I logged into the hosting control panel, downloaded the (very large) raw access logs for the site, and opened them up in the Analyser. The tool filters the site traffic down to just the URLs that search engine bots have accessed, so that I can get a better idea of how bots are crawling the site and where there may be problems. I can type in the slug for a page like “amazon-ecommerce” and see any bot traffic with that in the URL. This means if bots went to https://domain.com/amazon-ecommerce, https://domain.com/amazon-ecommerce/page/500, or https://domain.com/category/marketing/amazon-ecommerce, or https://domain.com/5342342-amazon-ecommerce they all show up as separate items. I can see how many times the URL was visited, which bots visited it (Google, Bing, etc), and the HTTP status of the request (200 okay, 404 not found, 301 redirect, etc).

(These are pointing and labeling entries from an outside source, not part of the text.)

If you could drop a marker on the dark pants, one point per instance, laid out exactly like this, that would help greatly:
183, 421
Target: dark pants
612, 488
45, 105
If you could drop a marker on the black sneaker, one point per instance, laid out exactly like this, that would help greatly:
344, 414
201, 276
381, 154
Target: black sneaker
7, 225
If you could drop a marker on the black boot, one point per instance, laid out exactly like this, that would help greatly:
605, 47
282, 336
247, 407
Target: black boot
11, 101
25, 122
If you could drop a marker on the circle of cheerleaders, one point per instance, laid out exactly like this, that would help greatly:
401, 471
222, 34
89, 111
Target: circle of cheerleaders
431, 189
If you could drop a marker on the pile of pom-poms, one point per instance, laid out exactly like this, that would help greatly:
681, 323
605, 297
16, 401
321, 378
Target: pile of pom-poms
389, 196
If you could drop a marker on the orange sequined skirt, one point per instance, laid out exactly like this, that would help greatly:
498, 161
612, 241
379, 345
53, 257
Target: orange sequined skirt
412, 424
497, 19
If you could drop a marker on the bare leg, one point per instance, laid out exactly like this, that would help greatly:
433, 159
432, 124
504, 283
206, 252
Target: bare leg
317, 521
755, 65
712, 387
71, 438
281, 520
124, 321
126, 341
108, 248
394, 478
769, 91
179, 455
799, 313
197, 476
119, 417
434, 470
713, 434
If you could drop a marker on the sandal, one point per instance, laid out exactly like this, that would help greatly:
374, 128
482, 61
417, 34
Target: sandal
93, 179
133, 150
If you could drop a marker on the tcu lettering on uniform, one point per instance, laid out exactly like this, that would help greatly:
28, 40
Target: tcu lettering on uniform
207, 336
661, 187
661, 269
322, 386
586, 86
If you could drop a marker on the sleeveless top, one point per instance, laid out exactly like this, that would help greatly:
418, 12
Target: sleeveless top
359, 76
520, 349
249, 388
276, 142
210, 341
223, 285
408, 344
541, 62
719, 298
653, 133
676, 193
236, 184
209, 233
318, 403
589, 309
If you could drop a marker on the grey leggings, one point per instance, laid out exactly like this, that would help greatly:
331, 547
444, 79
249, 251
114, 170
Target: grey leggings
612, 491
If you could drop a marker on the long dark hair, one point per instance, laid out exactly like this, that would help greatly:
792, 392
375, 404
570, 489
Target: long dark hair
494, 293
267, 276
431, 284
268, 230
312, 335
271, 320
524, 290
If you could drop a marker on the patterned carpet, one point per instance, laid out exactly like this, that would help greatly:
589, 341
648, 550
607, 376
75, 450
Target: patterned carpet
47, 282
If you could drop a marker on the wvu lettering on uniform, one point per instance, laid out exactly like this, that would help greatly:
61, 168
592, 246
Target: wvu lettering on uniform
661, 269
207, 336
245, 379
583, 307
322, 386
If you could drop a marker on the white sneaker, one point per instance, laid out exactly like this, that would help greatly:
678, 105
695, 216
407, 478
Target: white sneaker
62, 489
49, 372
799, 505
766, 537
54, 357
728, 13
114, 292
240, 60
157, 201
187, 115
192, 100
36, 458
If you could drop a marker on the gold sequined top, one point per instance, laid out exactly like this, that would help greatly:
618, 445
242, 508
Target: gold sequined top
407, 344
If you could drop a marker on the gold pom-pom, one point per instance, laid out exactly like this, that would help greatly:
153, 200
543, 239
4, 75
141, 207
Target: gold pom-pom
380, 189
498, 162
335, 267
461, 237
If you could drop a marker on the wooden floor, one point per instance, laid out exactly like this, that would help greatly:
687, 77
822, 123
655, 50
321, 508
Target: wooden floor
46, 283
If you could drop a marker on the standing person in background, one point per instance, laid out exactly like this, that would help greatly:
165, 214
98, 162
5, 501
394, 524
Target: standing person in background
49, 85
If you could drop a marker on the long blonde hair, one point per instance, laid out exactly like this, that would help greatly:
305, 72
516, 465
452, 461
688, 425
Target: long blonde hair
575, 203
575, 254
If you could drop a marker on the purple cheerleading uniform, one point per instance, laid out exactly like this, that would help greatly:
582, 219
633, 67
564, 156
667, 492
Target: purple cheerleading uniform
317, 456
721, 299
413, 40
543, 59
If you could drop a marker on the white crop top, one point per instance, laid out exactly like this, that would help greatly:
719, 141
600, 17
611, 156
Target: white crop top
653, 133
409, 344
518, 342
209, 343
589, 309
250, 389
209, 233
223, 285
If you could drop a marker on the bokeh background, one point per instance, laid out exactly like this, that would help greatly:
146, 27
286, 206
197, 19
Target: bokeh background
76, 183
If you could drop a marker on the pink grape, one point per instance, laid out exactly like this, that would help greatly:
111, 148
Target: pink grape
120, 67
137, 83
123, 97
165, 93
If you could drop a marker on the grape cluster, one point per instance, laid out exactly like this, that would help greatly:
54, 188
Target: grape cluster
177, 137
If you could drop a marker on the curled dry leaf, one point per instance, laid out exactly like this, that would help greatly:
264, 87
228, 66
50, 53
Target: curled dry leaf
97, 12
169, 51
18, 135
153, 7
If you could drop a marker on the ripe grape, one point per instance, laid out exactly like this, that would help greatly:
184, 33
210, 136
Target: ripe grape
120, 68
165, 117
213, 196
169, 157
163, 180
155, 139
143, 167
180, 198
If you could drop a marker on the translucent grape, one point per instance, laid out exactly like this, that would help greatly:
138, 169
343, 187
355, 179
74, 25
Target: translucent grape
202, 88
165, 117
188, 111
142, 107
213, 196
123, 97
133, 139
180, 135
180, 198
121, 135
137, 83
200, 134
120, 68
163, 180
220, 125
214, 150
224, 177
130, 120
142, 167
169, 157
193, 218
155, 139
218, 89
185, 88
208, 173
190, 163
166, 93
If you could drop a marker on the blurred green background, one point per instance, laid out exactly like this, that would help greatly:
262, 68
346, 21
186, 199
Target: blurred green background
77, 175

It’s fun to go through and see the different URLs that bots will visit and then try to figure out how they even found that URL in the first place. We checked that any redirects are happening efficiently and that Googlebot wasn’t going down a long rabbit trail of redirects. Looking at our sitemaps that Google was crawling in Search Console, we discovered that there was an old sitemap from a few years ago they had referenced. The sitemap had not changed in years and it was from before the site had moved from HTTP to HTTPS URLs, so every link to an article was to the old HTTP version of the URL. This means that when Google would visit the links in that sitemap it would first try the HTTP URL and then follow a 301 redirect to the new secure URL. Once we found this, we quickly deleted the old sitemap and told Google Search Console to not use it any more. Now that we have the tools in place for analysing the log files, I am sure that there will be more detective work to be done in the future, when Google informs us of coverage issues.
Wrapping up
I also spent a few more days building Gutenberg blocks and refactoring some of the blocks I created over the last month. A couple of the blocks had very similar functionality with sortable posts and a post selection tool, so the prudent thing to do was moving common functionality out of the individual block folder and into a common components folder. Each block is now easier to maintain, and if we need to improve the functionality of the common components we can change it quickly in one spot instead of multiple files. After the abstraction of common components, I was able to create a new similar block even faster than I had in the past. Going back to clean up code from a few weeks before and improving upon it was definitely a worthwhile investment.